L’engin fit des émules bien au delà des rivages provençaux et c’est en Bretagne que je fis sa découverte…

Cela faisait des semaines que du haut de mon jeune age j’assistais au départ des « hommes grenouille » sur le Port de Kerfissien dans le Finistère nord ou nous passions nos vacances. Au cœur de cette Bretagne nord de tempête et d’écume ou les rares estivants rougissaient plus de vent que de soleil… Il y avait là un groupe de plongeurs passionnés dont le leader faisait profession de démineur et dont le but avoué était de découvrir une épave connue dans l’histoire et sur les cartes marines mais qui restait insaisissable… Je les regardait partir, assis sur les boudins du Zodiac, suivis d’un V d’écume qui, jour après jour, n’était pas celui de la victoire. Pas encore…

Ils se livraient aussi à des entrainements dans le bassin du port, des manœuvres bizarres ou se mêlaient palmes, bulles et chuintements d’air sous pression. Je ne perdais pas une miette de ces ballets sous-marin, me débrouillant déjà bien sous l’eau avec palmes masque et tuba. Mais la machine à rêve ne démarrait que lorsque je voyais plonger ces hommes de caoutchouc noir rayé de jaune, dissimulés derrière ces masques carrés pourvus de curieux appendices autour du nez, et portant surtout dans le dos une bouteille !. Jaune, lourde, munie de ces sangles en coton et de cette bouclerie étrange qu’on appelait rapide… Et que dire de cette tringle, objet de toutes les attentions, la réserve ? Qui me semblait surtout conçue pour se coincer partout. Mais l’apanage du « vrai » plongeur était sans conteste ce détendeur avec ses tuyaux annelés entourant la tête de ceux qui disparaissaient sous l’eau dans un nuage de bulles pour un voyage que je jugeais infini… Tout cela sentait la haute technologie… L’aventure. Et je n’en pouvais plus d’essayer à mon tour…

C’était l’époque ou la passion tenait lieu de diplôme, le « marche ou crève » d’enseignement. Remarquant ce minot quotidien, les yeux écarquillés, l’un des héros luisant d’embruns me demanda un jour :

– Tu veux essayer ?

C’est peu dire que je répondis : Oui !

Ma première plongée, mon baptême, allait se faire dans l’enceinte du port, à marée haute. C’est ainsi que j’entrais dans « le monde du silence », la chair de poule tenant lieu de combinaison isothermique. Sur mes épaules, les tuyaux du Mistral (enfin !), l’embout tenant a peine dans ma bouche trop étroite d’enfant…

Ma première inspiration fut un désastre : une giclée d’eau salée fit irruption dans ma gorge me faisant tousser.
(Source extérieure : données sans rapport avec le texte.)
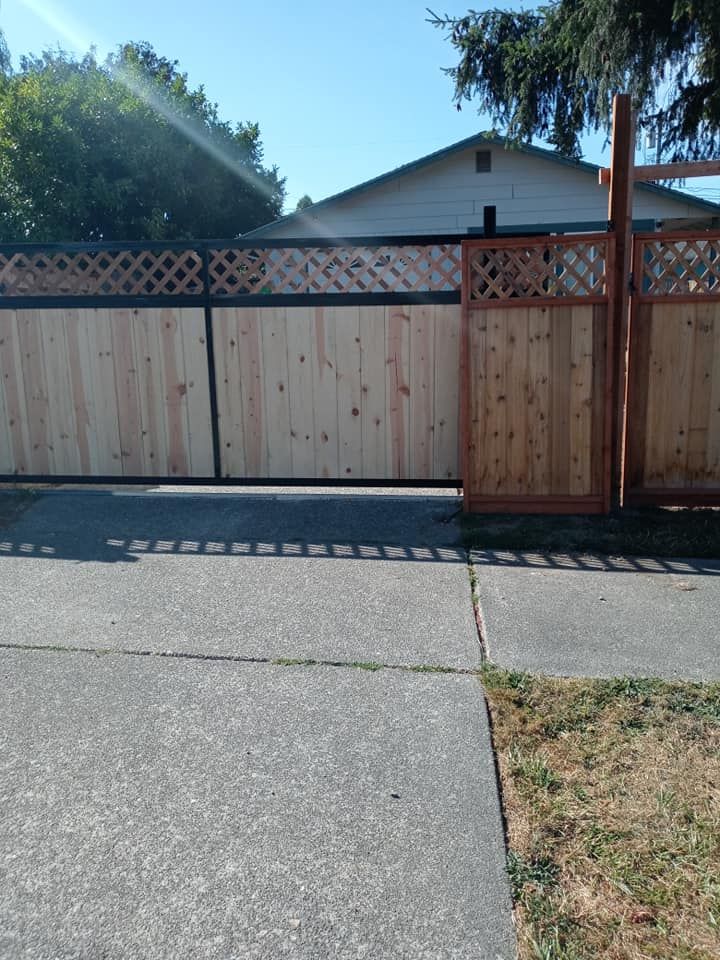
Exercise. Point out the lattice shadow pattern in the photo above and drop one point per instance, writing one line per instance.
(680, 267)
(105, 272)
(321, 270)
(541, 270)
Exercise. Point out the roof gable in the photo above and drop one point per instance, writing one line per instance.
(476, 141)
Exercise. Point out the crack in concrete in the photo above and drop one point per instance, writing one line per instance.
(370, 666)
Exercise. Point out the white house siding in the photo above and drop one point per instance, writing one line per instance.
(448, 197)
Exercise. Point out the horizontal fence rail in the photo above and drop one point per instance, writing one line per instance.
(515, 271)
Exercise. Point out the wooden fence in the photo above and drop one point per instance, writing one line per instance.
(536, 362)
(673, 414)
(334, 362)
(421, 360)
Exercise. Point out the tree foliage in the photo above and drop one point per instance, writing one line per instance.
(124, 150)
(552, 72)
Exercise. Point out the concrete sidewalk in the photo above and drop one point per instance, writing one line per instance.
(600, 616)
(161, 806)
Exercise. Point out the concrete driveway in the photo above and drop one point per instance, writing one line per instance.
(174, 784)
(598, 616)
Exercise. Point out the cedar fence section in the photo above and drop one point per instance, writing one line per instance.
(336, 362)
(673, 417)
(537, 374)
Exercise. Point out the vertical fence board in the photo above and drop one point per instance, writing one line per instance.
(7, 457)
(251, 387)
(673, 437)
(398, 390)
(277, 395)
(447, 392)
(35, 383)
(373, 405)
(516, 403)
(151, 392)
(495, 410)
(323, 366)
(422, 398)
(300, 381)
(198, 392)
(230, 414)
(11, 370)
(346, 322)
(536, 398)
(712, 460)
(561, 359)
(539, 380)
(581, 396)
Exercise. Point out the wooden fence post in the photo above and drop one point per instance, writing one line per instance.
(620, 215)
Mais j’étais déjà sous l’eau, à suivre mon mentor. Habitué à l’apnée et aux glougloutement des tubas ancienne génération, je ne m’attendais certes pas à ce que l’acte de respirer sous l’eau soit facile… C’était donc ça la « plongée autonome » : cette sensation amphibie, ce mélange d’air froid et humide et de cette eau de mer pulvérisée ?… J’en pris mon parti et appliquais aussitôt une méthode pour séparer l’air en direction de mes poumons, et l’eau que je recrachais comme je pouvais. Je savais que ce détendeur génial avait été inventé par Emile Gagnan, ingénieur à l’Air Liquide. De l’air liquide, c’était exactement cela !
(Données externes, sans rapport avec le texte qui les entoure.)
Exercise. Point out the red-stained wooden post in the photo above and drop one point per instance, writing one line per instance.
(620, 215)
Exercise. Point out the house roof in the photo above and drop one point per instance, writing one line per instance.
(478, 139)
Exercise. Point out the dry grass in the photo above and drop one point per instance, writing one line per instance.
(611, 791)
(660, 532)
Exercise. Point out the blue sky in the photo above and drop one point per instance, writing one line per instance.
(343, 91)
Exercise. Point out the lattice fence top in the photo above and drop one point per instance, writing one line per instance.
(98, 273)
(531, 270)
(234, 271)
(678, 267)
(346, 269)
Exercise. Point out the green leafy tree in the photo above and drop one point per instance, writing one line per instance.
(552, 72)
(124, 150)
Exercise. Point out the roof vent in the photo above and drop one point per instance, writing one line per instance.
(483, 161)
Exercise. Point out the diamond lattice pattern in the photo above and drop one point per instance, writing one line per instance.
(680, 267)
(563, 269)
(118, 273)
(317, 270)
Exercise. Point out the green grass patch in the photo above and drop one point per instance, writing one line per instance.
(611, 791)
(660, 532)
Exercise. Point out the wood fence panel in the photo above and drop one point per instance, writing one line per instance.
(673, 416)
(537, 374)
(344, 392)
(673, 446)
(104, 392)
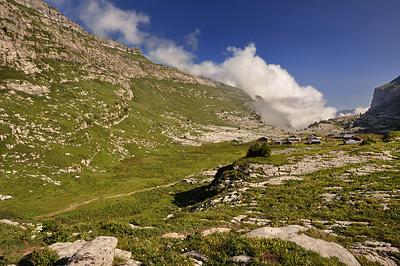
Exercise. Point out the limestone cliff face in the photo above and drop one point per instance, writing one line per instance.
(31, 32)
(71, 102)
(384, 113)
(386, 93)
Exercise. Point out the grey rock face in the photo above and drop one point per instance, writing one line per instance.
(285, 233)
(196, 255)
(292, 233)
(66, 250)
(99, 252)
(240, 260)
(326, 249)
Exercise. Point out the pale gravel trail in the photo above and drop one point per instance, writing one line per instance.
(75, 205)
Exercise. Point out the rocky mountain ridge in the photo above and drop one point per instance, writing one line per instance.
(70, 95)
(384, 113)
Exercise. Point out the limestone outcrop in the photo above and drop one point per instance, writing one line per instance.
(293, 233)
(100, 251)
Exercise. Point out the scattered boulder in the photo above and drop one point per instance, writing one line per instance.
(240, 260)
(285, 233)
(123, 254)
(131, 263)
(326, 249)
(99, 252)
(196, 255)
(174, 235)
(66, 250)
(215, 230)
(292, 233)
(5, 221)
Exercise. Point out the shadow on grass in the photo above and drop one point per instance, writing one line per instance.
(199, 194)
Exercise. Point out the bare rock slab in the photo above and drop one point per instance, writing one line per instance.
(240, 260)
(66, 250)
(99, 252)
(292, 233)
(278, 232)
(326, 249)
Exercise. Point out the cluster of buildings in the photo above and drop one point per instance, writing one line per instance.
(313, 139)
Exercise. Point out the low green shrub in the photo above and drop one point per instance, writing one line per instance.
(40, 257)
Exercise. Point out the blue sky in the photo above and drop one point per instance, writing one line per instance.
(342, 48)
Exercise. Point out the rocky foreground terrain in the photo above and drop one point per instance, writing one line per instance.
(101, 148)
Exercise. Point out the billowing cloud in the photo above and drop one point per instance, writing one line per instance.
(357, 111)
(192, 41)
(105, 20)
(280, 100)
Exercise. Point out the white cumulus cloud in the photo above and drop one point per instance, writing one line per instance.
(280, 100)
(105, 20)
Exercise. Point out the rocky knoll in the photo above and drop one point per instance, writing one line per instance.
(384, 113)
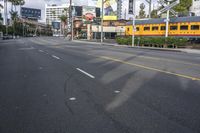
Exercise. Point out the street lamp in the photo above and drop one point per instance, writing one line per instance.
(133, 34)
(102, 11)
(6, 16)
D’ailleurs, qu’importe cette petite gène quand on a la chance de voyager au sein des palmeraies de laminaires et des lampions de sargasses, dans cette eau verte ou les bars du coin se cachent dans les jets d’himanthales ? Tout un monde vivant, mobile et pulsant au rythme du ressac et des courants secrets ou je traçais à petits coups de palmes ma voie, ma vocation… Je ferais d’ailleurs ma première plongée au large dès le lendemain, ayant été jugé « apte »… Et découvrirais par hasard l’épave tant convoitée. Mais c’est une autre histoire…

Je sortis de l’eau, émerveillé et bleu. Les doigts gourds dévissant à grand peine le matériel à rincer…

C’est alors que j’entends le préposé au matériel qui depuis un moment fouille comme un possédé dans les équipements épars :

– Il est ou le Mistral foutu ?

– Il a plongé, non ? répond un des moniteurs

– Celui là ? Rigole Loulou en agitant le mien, dégoulinant comme un poulpe à deux tentacules… Ca m’étonnerais : la membrane est crevée !

Telle fut ma première sensation de plongée : Un monde vert et glacial, plus proche de la noyade programmée que de l’air vivifiant des cimes… Mais cette formation là, voyez vous, je n’aurais pas voulu en changer !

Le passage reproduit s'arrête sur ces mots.